From flooding in Bangkok that disrupts global industrial production, to the spread of diseases that hold back economies, transboundary climate risks are an immediate threat to our collective wellbeing - and hinder the prospects of achieving global goals on climate adaptation.

As their name suggests, transboundary climate risks do not respect national or international borders. They are being triggered by climate change and by our adaptation responses to that challenge. A climate hazard in one country may well have an impact that crosses national borders to affect its neighbours. In our interconnected world, however, its impact may also jump across entire regions and vast oceans to harm distant countries.

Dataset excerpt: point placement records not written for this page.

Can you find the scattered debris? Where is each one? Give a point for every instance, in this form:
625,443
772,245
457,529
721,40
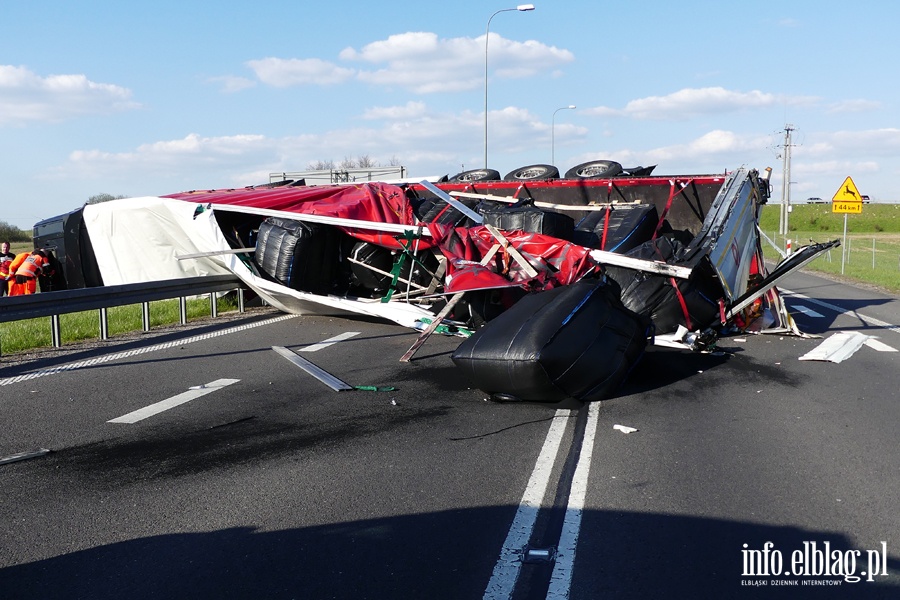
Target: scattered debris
24,456
320,374
838,347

Transboundary climate risks also include those transmitted by adaptation responses. While these responses can have positive results across borders and deliver shared benefits, they can also redistribute or even increase (rather than reduce) the risks, by shifting them to other countries, sectors and communities. This happens, for example, when countries impose export bans to protect domestic markets from food price shocks, which can turn a local shock into a global food crisis. 

This report by Adaptation Without Borders is the first collection of evidence on - largely unrecognised - risks that undermine effective responses to climate change: a ‘blind spot’ in both climate policies and solutions. It report brings together the best available knowledge, drawing on a wealth of case studies, in three parts: the state of knowledge on transboundary climate risks; assessing 10 globally significant transboundary climate risks; and the solution space to managing transboundary climate risks.

ODI is one of the founding members of Adaptation Without Borders, alongside Stockholm Environment Institute (SEI) and The Institute for Sustainable Development and International Relations (IDDRI).